Description:
Hello,
we had the following bug[1] filed in Ubuntu, even though the host was running Arch linux.
With RLIMIT_NOFILE set to a high value, this triggers an exaggerated memory allocation at service startup and causes a 16Gb RAM box to swap or even get allocation errors. The MySQL systemd service file does have a LimitNOFILE=5000 setting, but due to also having PermissionsStartOnly=true, that limit is not applied to the ExecStartPre command:
[Service]
Type=forking
User=mysql
Group=mysql
PIDFile=/run/mysqld/mysqld.pid
PermissionsStartOnly=true
ExecStartPre=/usr/share/mysql/mysql-systemd-start pre
ExecStart=/usr/sbin/mysqld --daemonize --pid-file=/run/mysqld/mysqld.pid
TimeoutSec=600
Restart=on-failure
RuntimeDirectory=mysqld
RuntimeDirectoryMode=755
LimitNOFILE=5000
It turns out Arch linux has a high limit of open files out of the box (RLIMIT_NOFILE, value set to 1073741816) and this triggers an exaggerated memory allocation by mysql. The same happens in MariaDB, and was fixed[2] there. The code in that area is still the same, at a glance.

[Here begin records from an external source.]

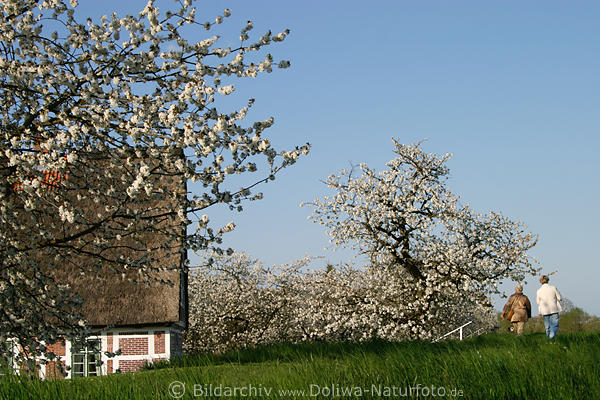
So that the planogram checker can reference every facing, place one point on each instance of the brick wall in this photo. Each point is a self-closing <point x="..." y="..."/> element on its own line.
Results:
<point x="57" y="348"/>
<point x="159" y="342"/>
<point x="109" y="340"/>
<point x="133" y="346"/>
<point x="176" y="343"/>
<point x="53" y="370"/>
<point x="130" y="365"/>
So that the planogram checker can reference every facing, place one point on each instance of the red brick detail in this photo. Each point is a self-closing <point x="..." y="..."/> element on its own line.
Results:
<point x="131" y="365"/>
<point x="53" y="370"/>
<point x="159" y="342"/>
<point x="109" y="339"/>
<point x="133" y="346"/>
<point x="57" y="348"/>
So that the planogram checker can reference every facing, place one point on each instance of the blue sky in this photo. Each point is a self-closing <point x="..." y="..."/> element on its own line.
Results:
<point x="510" y="88"/>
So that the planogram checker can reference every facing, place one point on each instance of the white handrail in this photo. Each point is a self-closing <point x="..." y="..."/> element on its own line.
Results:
<point x="460" y="328"/>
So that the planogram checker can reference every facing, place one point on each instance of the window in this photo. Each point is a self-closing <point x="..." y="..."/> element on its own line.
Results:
<point x="86" y="358"/>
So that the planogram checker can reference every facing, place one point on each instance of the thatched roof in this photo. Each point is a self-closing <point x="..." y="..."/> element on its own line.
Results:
<point x="105" y="274"/>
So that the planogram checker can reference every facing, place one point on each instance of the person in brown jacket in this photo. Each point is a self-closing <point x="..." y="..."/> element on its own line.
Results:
<point x="517" y="310"/>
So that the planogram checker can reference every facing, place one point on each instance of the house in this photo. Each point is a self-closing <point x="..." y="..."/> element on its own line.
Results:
<point x="132" y="321"/>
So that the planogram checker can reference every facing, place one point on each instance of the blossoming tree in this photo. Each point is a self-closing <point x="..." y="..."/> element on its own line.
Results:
<point x="100" y="120"/>
<point x="437" y="254"/>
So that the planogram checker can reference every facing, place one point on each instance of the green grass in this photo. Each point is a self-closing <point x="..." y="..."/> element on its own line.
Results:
<point x="496" y="366"/>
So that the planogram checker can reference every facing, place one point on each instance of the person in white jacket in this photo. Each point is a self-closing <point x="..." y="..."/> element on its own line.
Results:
<point x="548" y="299"/>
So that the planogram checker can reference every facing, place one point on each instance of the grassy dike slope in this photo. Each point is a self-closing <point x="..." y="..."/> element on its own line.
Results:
<point x="497" y="366"/>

Ubuntu doesn't trigger this behavior out of the box because our default limit for NOFILE is 1048576.
One could argue that this is a local configuration issue, and/or a linux distribution packaging issue, but it does seem wrong that mysql would allocate that much memory based on the limit of open files.
Troubleshooting was done by others[3], but basically set_max_open_files(max_file_limit) can return the current limit even if it's stupidly large, as long as it's not equal to RLIM_INFINITY:
if (rlimit.rlim_cur == (rlim_t) RLIM_INFINITY)

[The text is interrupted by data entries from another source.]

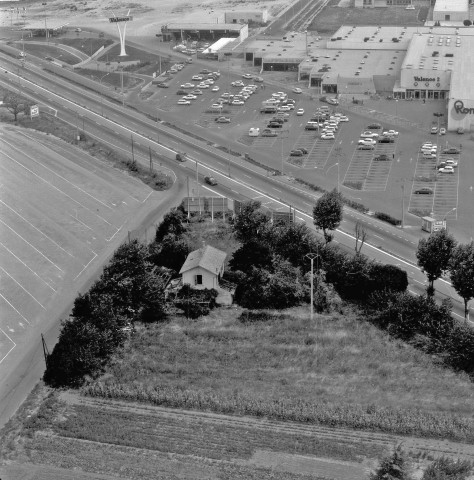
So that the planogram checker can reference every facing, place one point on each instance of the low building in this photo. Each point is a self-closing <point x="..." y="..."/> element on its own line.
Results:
<point x="246" y="16"/>
<point x="203" y="268"/>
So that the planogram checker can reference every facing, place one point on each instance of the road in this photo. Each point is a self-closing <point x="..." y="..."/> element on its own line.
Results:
<point x="387" y="244"/>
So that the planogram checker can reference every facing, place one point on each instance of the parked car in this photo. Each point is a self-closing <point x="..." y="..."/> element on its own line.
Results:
<point x="210" y="180"/>
<point x="423" y="191"/>
<point x="369" y="134"/>
<point x="446" y="169"/>
<point x="296" y="153"/>
<point x="451" y="150"/>
<point x="222" y="120"/>
<point x="382" y="158"/>
<point x="269" y="133"/>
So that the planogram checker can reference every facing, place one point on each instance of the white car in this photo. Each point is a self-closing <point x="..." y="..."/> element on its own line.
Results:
<point x="367" y="141"/>
<point x="446" y="169"/>
<point x="369" y="134"/>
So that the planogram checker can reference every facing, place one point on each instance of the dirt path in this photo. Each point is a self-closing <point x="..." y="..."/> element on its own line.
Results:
<point x="414" y="446"/>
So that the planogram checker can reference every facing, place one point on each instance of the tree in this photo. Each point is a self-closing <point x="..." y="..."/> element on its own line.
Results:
<point x="327" y="213"/>
<point x="433" y="256"/>
<point x="361" y="236"/>
<point x="461" y="270"/>
<point x="14" y="104"/>
<point x="393" y="467"/>
<point x="251" y="222"/>
<point x="445" y="468"/>
<point x="173" y="222"/>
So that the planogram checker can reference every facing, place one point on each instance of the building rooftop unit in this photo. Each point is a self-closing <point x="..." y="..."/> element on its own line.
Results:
<point x="451" y="6"/>
<point x="436" y="52"/>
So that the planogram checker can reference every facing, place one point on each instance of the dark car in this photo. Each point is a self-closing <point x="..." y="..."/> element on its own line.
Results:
<point x="423" y="191"/>
<point x="210" y="180"/>
<point x="269" y="133"/>
<point x="386" y="140"/>
<point x="222" y="120"/>
<point x="451" y="150"/>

rlimit.rlim_cur = max_file_limit;
if (rlimit.rlim_cur >= max_file_limit)
DBUG_RETURN(rlimit.rlim_cur); /* purecov: inspected */
So if current limit is larger than max_file_limit, but not identical to RLIM_INFINITY, current limit is returned, and later used in a malloc which can become huge.
1. https://bugs.launchpad.net/ubuntu/+source/mysql-5.7/+bug/1839527
2. https://jira.mariadb.org/browse/MDEV-18360
3. https://github.com/systemd/systemd/issues/11510#issuecomment-456999084
How to repeat:
These instructions on ubuntu are going through some hoops to raise the NOFILE limit, as by default ubuntu takes a conservative approach of a value of 1024 for that limit.
Using an Ubuntu 18.04 VM as a base, with 2Gb of RAM, install mysql-server:
sudo apt update
sudo apt install mysql-server -y
Artificially increase the open file limit by editing /lib/systemd/system/mysql.service and replacing the ExecStartPre line with this and commenting the LimitNOFILE line:
ExecStartPre=/bin/sh -c 'ulimit -n 1073741816; /usr/share/mysql/mysql-systemd-start pre'
#LimitNOFILE=5000
Allow the new limit system-wide:
- edit /etc/systemd/system.conf and set:
DefaultLimitNOFILE=1073741816
Issue this command:
sudo systemctl daemon-reload
And now restart mysql:
sudo systemctl restart mysql
/var/log/syslog should have something like this:
Aug 13 21:51:48 ubuntu mysqld[8100]: mysqld: Out of memory (Needed 4294967200 bytes)
Suggested fix:
If the current limit is higher than max_file_limit, return max_file_limit.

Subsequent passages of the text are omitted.